Back in the fall, the FDA did advise doctors to consider minimizing the use of acetaminophen for low-grade fevers in pregnancy, though the notice also correctly stated that the drug is safer for pregnant women than aspirin or ibuprofen. A recent analysis in The Lancet found that, in the weeks following the White House press conference, prescriptions for acetaminophen given to pregnant women who visited emergency rooms dropped as much as 20 percent below what would otherwise have been expected; after 11 weeks, prescription rates were approaching typical levels again. (Nixon didn’t respond to questions about the label change or the nationwide campaign, but did point me to an X post about the Lancet data, in which he wrote, “Delivering a message about a specific neurological risk for babies is another example of our commitment to telling the truth about public health.”)
[Read: Trump tells pregnant women to ‘fight like hell’ not to take Tylenol]

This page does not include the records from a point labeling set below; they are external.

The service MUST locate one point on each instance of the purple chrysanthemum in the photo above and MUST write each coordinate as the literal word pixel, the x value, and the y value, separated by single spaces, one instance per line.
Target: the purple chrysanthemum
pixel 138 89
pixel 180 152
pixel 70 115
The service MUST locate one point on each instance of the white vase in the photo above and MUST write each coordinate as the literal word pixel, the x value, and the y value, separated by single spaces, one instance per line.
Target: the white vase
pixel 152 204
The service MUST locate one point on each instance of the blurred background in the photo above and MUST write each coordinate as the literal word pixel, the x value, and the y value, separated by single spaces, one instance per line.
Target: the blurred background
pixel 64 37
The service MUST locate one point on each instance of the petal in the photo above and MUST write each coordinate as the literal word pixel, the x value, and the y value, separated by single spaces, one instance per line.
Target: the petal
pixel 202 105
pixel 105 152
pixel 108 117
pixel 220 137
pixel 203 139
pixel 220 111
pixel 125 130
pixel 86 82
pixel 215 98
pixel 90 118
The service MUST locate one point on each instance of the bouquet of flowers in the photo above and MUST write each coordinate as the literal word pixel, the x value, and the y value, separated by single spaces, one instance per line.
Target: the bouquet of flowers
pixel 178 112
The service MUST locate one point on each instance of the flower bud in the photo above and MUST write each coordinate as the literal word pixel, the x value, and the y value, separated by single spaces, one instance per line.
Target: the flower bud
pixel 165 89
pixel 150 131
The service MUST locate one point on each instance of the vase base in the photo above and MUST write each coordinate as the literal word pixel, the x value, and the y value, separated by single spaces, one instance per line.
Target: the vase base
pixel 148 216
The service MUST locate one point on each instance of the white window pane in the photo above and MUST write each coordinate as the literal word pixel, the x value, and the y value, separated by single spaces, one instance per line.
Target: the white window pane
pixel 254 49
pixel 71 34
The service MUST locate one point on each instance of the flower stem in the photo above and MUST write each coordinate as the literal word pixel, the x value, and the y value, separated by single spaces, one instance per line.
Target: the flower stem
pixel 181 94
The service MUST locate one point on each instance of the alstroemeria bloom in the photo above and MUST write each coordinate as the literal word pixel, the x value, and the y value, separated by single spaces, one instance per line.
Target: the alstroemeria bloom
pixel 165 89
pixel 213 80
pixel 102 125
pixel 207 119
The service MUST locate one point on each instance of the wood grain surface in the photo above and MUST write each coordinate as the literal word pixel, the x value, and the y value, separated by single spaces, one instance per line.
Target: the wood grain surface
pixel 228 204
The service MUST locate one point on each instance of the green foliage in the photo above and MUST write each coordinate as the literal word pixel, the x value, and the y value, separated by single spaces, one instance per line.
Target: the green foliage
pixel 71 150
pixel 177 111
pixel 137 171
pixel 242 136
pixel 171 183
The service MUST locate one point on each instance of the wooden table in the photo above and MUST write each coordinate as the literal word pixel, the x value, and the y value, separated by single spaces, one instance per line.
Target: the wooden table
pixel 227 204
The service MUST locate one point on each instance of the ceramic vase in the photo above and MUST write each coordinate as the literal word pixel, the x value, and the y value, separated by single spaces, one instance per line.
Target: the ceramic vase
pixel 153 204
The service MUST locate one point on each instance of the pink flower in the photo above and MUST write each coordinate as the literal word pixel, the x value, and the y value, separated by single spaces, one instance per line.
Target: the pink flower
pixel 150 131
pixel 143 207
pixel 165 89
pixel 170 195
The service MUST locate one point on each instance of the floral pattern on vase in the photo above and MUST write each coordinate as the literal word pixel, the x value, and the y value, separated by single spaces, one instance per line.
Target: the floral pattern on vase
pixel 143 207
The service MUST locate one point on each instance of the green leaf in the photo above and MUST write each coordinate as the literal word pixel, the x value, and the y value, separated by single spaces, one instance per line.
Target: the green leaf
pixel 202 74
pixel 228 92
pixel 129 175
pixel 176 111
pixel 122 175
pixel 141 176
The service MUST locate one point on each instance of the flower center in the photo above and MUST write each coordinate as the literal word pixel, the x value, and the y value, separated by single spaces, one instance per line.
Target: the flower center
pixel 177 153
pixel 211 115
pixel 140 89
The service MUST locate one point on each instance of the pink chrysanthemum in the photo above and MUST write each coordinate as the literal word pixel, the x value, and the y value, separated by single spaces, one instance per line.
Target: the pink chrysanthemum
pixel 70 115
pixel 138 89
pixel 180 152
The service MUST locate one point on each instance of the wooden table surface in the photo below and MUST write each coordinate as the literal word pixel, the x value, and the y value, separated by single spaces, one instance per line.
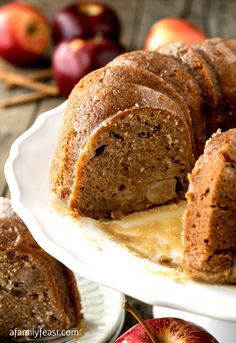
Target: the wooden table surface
pixel 215 17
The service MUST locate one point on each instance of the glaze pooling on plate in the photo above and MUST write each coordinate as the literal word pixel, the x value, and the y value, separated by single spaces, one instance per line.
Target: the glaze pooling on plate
pixel 90 252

Last spring, Kennedy promised that the health department would figure out, in just a few months, not only what has caused autism rates to rise in the United States, but also how to prevent kids from being exposed to whatever it is. This proposal was unlikely, if not absurd. Autism researchers have been trying for decades to understand the complex disorder, and the consensus among them is that the increase can largely be attributed to broader diagnostic criteria and better surveillance. But pinning the blame on acetaminophen, even if the case has always been weak, allowed the Trump administration to appear to meet its self-imposed deadline. That association, at least, is clear.